Estudantes que passaram por esse programa, chamado “Match”, são os que estavam justamente naquela sala silenciosa que o artigo descreve. Nela, 16 adolescentes da 9.ª e 10.ª séries do ensino básico de origem afro-americana e latina trabalhavam em silêncio divididos em grupos de dois. Para cada grupo havia um tutor. Há em Chicago mais de dois mil estudantes recebendo essa educação especial em Matemática, todo o dia, durante uma hora.

Por causa do “Match”, em um ano os participantes reduziram a um terço a diferença entre o desempenho deles e dos estudante brancos. Esse sucesso foi transplantado para outras disciplinas, onde o desempenho também melhorou.

Diferentemente de países no norte europeu, com populações muito menores, homogêneas e com uma renda mais bem distribuída, os EUA – apesar da alta produtividade e renda per capita – apresentam uma desigualdade econômica muito maior que a daqueles países (embora menor que a brasileira), devido à herança escravagista e à imigração mais recente.

Nesse sentido, os EUA estão mais próximos de nós e suas boas experiências podem nos servir de inspiração. A maior diferença, em minha opinião, é que nos EUA os pais se preocupam muito mais com a educação de seus filhos, havendo grandes diferenças até nos valores dos imóveis se a região tem uma escola pública de excelência, algo muito distante do que ocorre na realidade dos bairros de quase todas as cidades brasileiras.
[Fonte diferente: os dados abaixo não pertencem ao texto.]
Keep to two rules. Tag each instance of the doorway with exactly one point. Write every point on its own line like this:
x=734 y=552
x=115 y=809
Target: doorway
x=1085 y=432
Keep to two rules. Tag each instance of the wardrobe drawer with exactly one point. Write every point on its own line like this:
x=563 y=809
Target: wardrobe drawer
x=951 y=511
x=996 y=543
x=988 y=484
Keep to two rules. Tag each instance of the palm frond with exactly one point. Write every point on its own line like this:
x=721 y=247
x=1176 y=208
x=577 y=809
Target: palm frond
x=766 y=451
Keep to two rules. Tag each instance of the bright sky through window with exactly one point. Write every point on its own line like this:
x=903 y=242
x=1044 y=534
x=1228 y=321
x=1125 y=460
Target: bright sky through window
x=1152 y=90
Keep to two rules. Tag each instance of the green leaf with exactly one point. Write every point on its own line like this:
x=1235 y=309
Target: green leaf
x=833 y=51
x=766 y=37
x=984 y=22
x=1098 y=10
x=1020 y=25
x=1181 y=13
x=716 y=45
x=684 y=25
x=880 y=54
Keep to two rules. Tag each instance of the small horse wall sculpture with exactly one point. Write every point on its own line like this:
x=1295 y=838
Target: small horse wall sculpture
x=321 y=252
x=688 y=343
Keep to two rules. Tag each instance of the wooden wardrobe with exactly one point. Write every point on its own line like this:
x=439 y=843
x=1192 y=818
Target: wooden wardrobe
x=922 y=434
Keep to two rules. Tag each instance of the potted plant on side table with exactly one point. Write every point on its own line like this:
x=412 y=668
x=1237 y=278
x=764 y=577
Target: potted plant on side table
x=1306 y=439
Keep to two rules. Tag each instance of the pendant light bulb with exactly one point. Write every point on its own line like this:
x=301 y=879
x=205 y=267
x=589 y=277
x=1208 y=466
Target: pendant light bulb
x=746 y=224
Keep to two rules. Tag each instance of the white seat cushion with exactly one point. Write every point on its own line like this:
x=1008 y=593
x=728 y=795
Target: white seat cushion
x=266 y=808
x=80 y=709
A experiência de Chicago mostra que a obsessão voltada para o real sucesso dos alunos – mesmo que seja necessária a priorização orçamentária para a educação por meio do sacrifício de outras prioridades – pode ajudar de fato a resolver problemas considerados antes como insolúveis.
Duas teses se tornam questionáveis diante dessa experiência:

1- Não é verdade que estudantes com problemas graves de deficiência de aprendizagem estejam condenados a optar por profissões ligadas ao trabalho mais prático e serem formados para um mercado de trabalho menos sofisticado. A formação técnica deve continuar para os que têm essa vocação, e merecem o mesmo respeito que os demais – não por falta de oportunidade para prosseguirem em estudos mais acadêmicos.

2- Estudos recentes mostram que o aprendizado continuo e mudanças na forma de aprender podem ser adotadas para adolescentes, tanto quanto em crianças mais jovens, e ajuda a levar alunos antes com mal desempenho a terem grande sucesso. Recentemente, neurocientistas demonstraram que essa fase da vida tem alta neuroplastia, durante a qual o cérebro tem grande capacidade de aprendizado. Não é portanto verdade que depois de certa idade o adolescente terá sempre dificuldade de reduzir seu “gap” educacional.
Esse tipo de experiência (e muitas outras que representam real esforço de todos os envolvidos com o aprendizado e os resultados concretos dos alunos) justifica o investimento na educação em todos os níveis e mostra que se o Estado decidir trabalhar obsessivamente nessa direção, ganhos extraordinários podem ser alcançados em pouco tempo. Embora a experiência tenha escala limitada e necessite de uma análise de mais longo prazo, ela merece e nos leva a uma reflexão.

Projeto semelhante poderia ser implantado no Brasil se pudesse, por exemplo, contar com o apoio de nossos estudantes universitários, como um serviço à sociedade.